Running many experiments can make it difficult to keep track of which input and output files correspond to which experiment. Data about input files and output files is kept in the status json, but for further tracking there are two arguments which can be specified:

--run-id

An integer run_id to associate with this operation. The run-id is recorded in the metadata field of any operation in its status json.

--tags

A list of string tags to associate with this operation. The tags are recorded in the metadata field of any operation in its status json.

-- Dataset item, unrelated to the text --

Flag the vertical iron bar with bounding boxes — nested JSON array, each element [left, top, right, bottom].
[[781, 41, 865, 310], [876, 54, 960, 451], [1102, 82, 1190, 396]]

An example of a status json containing a user run id and user tags:

# in status json output
...
  "metadata": {
    "beep_verison": "2021.8.2.15",
    "op_datetime_utc": "2021-09-04 00:40:12",
    "run_id": 234,
    "tags": ["my_tag_1", "TRI_experiments_2021", "debugging"]
  }

Controlling compression and output file formats

Serialization in beep is done by the monty library; to use compression on any output files, status files, or intermediate files in any beep subcommand, append .gz to the end of the output filename(s).

For example:

# For example, write our status json to a regular (uncompressed) json file
# And write our feature matrix output artifact to a gzipped json file

$: beep -s status.json featurize * outputFeatureMatrix.json.gz

Although they are not officially supported, other compression methods (such as .bz2) and file formats (.yaml) may be serialized to/from beep if they are supported by the current version of monty.